It was 1971, I think. I was working at the newly established UT School of Public Health in Houston. Mine was an IT job. And one of my duties was helping the school’s graduate students with the computational aspects of their theses and dissertations.

One of those students was Ron, a Japanese American student who had a degree in architecture. We became friends and I became his willing ally in his public health analysis of US Census data. During one of our conversations, he mentioned the arcologies of Paolo Soleri – an Italian American architect who conceived of buildings capable of housing entire cities. He lent me a book that illustrated and described Soleri’s visions. Soleri’s arcologies combined architecture and ecology. His idea was to create megastructures capable of providing for all the needs and activities of a million or more people without despoiling tens of thousands of square miles of land. Just imagine a building a mile wide, a mile long, and a mile high. Wow!

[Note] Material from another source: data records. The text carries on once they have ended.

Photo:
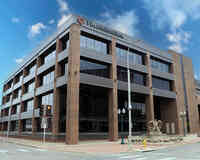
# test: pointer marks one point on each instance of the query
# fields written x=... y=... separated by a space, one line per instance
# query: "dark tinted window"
x=90 y=43
x=160 y=83
x=161 y=66
x=136 y=77
x=134 y=58
x=94 y=68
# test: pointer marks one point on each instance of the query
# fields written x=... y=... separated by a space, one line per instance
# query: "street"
x=9 y=151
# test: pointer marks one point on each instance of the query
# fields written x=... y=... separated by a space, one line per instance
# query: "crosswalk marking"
x=133 y=156
x=169 y=158
x=141 y=158
x=41 y=150
x=3 y=151
x=23 y=150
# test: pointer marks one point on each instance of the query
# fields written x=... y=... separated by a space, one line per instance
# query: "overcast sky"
x=166 y=24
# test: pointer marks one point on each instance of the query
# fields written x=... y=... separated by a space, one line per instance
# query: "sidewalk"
x=101 y=146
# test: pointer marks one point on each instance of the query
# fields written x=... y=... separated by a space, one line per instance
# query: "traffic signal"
x=48 y=110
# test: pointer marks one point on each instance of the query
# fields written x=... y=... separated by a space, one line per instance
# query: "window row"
x=161 y=83
x=96 y=69
x=28 y=106
x=50 y=57
x=135 y=77
x=163 y=67
x=48 y=78
x=134 y=58
x=99 y=46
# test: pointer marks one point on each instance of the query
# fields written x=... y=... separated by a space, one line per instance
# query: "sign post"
x=45 y=115
x=44 y=123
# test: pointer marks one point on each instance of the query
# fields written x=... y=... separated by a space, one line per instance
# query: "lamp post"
x=129 y=98
x=183 y=115
x=121 y=113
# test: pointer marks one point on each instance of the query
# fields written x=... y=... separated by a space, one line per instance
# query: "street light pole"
x=183 y=114
x=129 y=97
x=122 y=123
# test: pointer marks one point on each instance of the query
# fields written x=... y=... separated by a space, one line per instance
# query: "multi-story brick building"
x=81 y=71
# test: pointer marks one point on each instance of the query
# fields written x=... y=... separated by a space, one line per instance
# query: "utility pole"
x=129 y=97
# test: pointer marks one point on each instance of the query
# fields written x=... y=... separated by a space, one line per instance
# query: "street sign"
x=44 y=123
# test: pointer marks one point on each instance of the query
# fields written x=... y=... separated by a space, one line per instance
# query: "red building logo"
x=80 y=20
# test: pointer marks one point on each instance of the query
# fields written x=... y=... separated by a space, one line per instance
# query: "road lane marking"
x=169 y=158
x=23 y=150
x=133 y=156
x=41 y=150
x=3 y=151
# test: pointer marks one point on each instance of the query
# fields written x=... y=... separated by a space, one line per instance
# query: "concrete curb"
x=22 y=144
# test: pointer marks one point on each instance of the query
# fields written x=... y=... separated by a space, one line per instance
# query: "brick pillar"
x=35 y=100
x=72 y=121
x=113 y=101
x=21 y=104
x=56 y=107
x=149 y=99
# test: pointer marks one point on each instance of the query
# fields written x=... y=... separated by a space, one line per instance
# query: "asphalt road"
x=16 y=152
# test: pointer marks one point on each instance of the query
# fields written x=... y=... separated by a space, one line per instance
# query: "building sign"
x=101 y=27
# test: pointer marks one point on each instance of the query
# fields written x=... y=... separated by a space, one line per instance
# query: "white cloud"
x=126 y=22
x=15 y=20
x=178 y=40
x=52 y=21
x=36 y=29
x=172 y=13
x=19 y=60
x=63 y=19
x=63 y=6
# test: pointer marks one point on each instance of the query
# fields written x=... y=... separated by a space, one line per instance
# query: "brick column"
x=72 y=120
x=21 y=105
x=149 y=99
x=113 y=101
x=56 y=93
x=35 y=100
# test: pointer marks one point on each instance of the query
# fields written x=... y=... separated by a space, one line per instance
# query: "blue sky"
x=166 y=24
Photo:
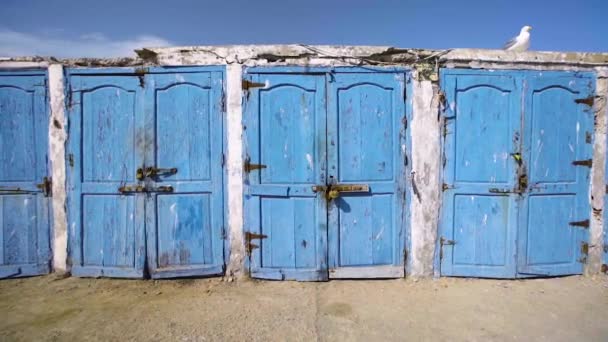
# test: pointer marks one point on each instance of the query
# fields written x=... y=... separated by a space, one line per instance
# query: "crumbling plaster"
x=425 y=131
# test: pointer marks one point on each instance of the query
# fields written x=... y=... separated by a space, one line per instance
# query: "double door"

In a different conversation, Ron told me about ganzfeldts. Ganzfeldt is a German word. Ganz means all or entire. Feldt means field. So, a ganzfeldt is an entire field (of view). The gist of creating a ganzfeldt is visual sensory deprivation. A ganzfeldt is space in which the illumination is so uniform that one cannot see gradations of light intensity let alone shadows. In a ganzfeldt, one cannot judge distances. I know; it sounds weird. Perhaps you recall the final scenes in Stanley Kubrick’s 2001 where Dave finds himself in a hospital bed. The room he was in was a kind of ganzfeldt.

I have been thinking about arcologies, megastructures and ganzfeldts because my FB buddy Robert de Faro sent me a heads up regarding the movie Moonfall a few days ago. It turns out that Susan and I had watched this Emmerich gobal apocalypse story a month or more ago, but we must have fallen asleep during the movie because neither of us remembered squat about it! In any case, that movie posits that our Moon is a megastructure created by aliens – an alien arcology of sorts. In the latter part of the movie, our protagonists find themselves inside an alien structure part of which is a ganzfeldt. The ganzfedlt metaphor is used often in SciFi movies particularly for scenes in which the characters are communing with aliens or God or some other form of the Infinite.

What does it all mean? Whatever meaning you choose to give it, of course. For me, it is an opportunity to reflect on my own circuitous journey that have brought me to this place and this time with these memories.